Ericsson AB, the biggest maker of wireless networks, on Thursday posted a second-quarter loss, dragged down by its money-losing mobile-phone unit. The Swedish company lowered its outlook for the equipment market this year.
The pretax loss was 5.3 billion kronor (US$500 million), compared with a profit of 6.7 billion kronor in the year-earlier period. This year's number excludes a 15 billion-krona charge for 20,000 job cuts, while last year's number excludes gains from asset sales and a pension refund.
Ericsson, which is merging its phone business with that of Sony Corp, said making a profit from phones this year will be "challenging." Growth in its biggest market, cellular networks, will be "flat to moderate" this year as phone companies curb spending on equipment from Ericsson and rivals such as Nortel Networks Corp and Nokia Oyj.
"I'm in contact with a lot of operators and everyone is talking about investments, but nothing is happening," said Kurt Hellstroem, the chief executive, in an interview. "We haven't seen any improvement yet."
Ericsson shares advanced as much as 1.5 kronor, or 2.9 percent, to 52.5 and recently traded unchanged at 51 kronor.
The stock had fallen 53 percent this year as the company reported its first loss in nine years for the first quarter.
"Nothing to jump up and down about," said Susan Anthony, and analyst at Credit Lyonnais Securities in London. "There had been fears that the systems side would slip badly, so that's where the relief is."
In response to the slowdown in demand, Ericsson said it cut 10,000 jobs in the first half and will reduce another 10,000 in the second half.

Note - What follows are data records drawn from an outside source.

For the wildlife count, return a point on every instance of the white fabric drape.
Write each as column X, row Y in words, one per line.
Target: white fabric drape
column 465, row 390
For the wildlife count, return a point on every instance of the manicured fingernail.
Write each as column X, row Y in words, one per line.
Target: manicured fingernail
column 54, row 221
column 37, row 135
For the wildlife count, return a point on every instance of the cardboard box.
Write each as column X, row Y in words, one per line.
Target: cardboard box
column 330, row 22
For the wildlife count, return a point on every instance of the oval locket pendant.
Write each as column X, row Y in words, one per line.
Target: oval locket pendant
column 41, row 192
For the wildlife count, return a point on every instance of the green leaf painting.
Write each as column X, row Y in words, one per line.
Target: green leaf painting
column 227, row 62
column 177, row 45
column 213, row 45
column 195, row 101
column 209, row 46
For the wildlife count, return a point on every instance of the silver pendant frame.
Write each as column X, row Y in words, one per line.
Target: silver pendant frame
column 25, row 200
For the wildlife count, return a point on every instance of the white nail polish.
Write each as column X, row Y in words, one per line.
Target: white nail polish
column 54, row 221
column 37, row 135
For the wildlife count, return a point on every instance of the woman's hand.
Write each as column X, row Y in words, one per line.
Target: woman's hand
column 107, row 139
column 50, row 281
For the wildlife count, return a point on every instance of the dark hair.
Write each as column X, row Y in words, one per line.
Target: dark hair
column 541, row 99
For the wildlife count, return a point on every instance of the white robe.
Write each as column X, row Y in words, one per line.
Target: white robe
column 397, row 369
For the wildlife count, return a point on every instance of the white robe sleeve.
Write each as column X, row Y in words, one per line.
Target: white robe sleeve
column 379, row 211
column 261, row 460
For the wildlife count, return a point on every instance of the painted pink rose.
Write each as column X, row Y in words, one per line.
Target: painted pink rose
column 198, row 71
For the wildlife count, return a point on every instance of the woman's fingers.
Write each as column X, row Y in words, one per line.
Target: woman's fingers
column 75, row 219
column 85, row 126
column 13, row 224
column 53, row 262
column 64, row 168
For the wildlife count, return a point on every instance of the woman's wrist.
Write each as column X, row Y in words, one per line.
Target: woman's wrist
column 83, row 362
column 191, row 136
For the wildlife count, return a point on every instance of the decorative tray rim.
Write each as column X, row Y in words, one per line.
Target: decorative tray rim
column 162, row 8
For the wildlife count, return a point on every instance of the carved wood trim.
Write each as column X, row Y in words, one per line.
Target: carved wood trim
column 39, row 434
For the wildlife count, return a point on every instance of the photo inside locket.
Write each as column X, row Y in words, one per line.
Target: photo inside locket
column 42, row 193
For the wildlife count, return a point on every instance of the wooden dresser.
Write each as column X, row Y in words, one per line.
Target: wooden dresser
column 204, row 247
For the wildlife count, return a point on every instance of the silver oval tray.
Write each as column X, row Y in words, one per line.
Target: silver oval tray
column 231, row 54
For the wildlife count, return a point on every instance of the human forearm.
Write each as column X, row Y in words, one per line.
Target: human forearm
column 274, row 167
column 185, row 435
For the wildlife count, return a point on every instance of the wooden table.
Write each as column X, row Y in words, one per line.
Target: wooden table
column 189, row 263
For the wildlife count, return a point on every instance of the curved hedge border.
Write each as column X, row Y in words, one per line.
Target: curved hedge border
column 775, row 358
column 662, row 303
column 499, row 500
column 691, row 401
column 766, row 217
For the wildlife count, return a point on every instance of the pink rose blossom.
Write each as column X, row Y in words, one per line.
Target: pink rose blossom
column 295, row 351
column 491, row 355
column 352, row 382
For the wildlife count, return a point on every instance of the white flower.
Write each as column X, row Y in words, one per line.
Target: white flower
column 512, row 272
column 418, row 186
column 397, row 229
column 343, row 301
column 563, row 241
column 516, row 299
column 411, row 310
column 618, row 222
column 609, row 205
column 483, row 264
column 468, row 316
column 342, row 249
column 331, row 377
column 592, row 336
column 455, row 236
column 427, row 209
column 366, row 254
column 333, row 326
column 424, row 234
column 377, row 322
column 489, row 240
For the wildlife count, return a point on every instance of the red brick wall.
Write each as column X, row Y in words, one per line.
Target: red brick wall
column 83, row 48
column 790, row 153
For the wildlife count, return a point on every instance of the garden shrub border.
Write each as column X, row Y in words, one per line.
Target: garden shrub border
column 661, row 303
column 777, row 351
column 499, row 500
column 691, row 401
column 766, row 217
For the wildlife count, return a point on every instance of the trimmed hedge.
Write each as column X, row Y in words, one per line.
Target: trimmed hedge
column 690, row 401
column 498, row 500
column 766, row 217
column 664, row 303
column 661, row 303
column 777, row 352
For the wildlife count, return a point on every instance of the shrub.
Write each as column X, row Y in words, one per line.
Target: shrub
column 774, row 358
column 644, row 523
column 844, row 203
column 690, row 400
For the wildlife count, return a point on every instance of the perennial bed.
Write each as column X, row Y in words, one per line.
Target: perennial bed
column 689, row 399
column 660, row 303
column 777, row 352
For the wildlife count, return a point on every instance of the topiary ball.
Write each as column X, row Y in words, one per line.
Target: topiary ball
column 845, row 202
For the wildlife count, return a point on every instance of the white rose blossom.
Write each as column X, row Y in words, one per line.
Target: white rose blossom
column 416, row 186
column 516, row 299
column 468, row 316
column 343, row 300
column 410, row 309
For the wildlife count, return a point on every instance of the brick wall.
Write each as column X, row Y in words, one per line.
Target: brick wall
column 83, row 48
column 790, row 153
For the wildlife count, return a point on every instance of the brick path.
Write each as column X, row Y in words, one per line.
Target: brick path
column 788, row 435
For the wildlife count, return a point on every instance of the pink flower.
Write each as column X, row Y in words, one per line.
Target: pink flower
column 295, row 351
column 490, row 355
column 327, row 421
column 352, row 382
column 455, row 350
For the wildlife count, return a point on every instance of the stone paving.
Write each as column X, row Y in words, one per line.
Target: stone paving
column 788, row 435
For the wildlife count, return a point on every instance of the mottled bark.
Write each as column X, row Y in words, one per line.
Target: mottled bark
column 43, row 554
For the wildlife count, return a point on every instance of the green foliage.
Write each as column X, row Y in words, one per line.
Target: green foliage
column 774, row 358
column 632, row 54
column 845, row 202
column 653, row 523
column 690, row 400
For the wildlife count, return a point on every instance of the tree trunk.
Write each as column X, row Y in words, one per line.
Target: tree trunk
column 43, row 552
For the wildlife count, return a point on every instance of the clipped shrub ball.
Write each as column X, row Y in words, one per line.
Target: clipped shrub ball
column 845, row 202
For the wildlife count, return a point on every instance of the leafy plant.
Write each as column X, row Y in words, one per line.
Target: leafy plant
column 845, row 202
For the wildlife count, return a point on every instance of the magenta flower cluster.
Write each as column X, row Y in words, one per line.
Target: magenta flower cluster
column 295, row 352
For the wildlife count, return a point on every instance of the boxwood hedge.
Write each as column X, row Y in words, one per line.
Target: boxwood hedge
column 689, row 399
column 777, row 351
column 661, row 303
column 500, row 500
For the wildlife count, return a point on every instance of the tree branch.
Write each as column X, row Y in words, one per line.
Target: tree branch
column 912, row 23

The Stockholm-based company said it's prepared to take more cost cuts if needed.
The company gave no new forecasts for the third quarter.
"Now uncertainty has increased even further, particularly in the US and Western Europe, regarding the duration and severity of the current unfavorable market environment," Ericsson said. "As a consequence, we refrain from specific guidance for the third quarter and the full year."